Cards on the table: selling the Kindle is a massive short-term loss for Waterstones. It will actively disconnect readers from their own ebook store; those ebooks are sold in the open EPUB format, which isn’t supported by the Kindle. Rather than converting files and illegally stripping DRM, customers will buy from Amazon instead. But it will provide Waterstones will two very important things.
Revenue and reprieve.
The best scenario for Waterstones is to have its own ereader, one that can truly rival the Kindle and bring customers back into the fold. Daunt has admitted that Waterstones is late to the game and that an ereader couldn’t be ready until next Christmas.
But why wait until then to take advantage of the hardware revenue? Selling Kindles means they get a cut of Kindle sales. That’s more than they were getting before. And instead of wasting time on second best, they’ll be selling what everyone already wants. So Waterstones starts earning more revenue.

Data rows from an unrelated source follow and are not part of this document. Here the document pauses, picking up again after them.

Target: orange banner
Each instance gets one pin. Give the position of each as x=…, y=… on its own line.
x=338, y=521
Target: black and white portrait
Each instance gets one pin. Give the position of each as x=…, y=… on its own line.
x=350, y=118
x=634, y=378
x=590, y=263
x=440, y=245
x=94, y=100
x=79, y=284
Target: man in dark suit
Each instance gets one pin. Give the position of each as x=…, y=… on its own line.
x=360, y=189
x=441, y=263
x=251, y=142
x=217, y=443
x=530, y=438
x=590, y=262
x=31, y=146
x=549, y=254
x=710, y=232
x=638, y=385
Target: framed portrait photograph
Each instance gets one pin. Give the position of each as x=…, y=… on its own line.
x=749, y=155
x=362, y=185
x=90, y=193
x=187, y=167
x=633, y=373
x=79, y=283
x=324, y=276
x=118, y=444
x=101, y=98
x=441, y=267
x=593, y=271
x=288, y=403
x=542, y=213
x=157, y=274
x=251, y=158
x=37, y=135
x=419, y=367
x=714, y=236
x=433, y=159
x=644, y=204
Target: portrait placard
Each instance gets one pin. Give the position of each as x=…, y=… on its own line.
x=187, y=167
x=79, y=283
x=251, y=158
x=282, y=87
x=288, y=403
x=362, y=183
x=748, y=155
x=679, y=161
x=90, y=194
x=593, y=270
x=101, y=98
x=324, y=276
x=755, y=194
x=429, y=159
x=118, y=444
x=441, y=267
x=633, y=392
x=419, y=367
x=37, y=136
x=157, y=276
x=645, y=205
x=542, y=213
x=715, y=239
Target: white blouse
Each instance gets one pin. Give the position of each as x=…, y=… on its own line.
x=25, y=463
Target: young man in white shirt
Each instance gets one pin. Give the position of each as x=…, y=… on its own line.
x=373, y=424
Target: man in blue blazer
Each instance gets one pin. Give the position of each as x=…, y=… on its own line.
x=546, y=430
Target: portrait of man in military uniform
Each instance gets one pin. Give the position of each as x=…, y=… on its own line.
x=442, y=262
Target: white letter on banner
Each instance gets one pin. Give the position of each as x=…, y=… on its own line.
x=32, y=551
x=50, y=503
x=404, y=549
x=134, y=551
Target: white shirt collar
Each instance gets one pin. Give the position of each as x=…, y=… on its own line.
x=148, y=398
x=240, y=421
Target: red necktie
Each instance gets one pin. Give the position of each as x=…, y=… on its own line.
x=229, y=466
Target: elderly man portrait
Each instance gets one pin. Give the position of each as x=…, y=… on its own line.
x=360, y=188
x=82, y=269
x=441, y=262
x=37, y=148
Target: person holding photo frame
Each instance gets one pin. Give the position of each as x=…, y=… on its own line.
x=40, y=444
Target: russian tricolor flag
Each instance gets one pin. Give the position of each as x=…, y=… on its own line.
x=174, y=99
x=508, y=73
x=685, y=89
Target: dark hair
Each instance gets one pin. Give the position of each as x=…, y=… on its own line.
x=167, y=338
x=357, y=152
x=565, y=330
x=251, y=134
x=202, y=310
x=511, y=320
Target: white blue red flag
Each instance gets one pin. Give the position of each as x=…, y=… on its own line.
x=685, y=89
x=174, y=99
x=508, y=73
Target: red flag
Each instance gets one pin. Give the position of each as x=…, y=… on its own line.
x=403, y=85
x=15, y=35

It also buys Daunt some breathing space. Instead of rushing an ereader to the market and playing catch-up, Waterstones can properly plan and execute a strategy. The lost ebook customers aren’t too much of a worry; technology has an expiry date by its nature. Customers will be quick to drop their Kindle when it’s overshadowed by a superior newcomer. Revenue and reprieve will allow Waterstones to build that shadow.
At first glance this deal looks a lot like a little white flag raised to Amazon. But I suspect that it’s part of a bigger, longer game.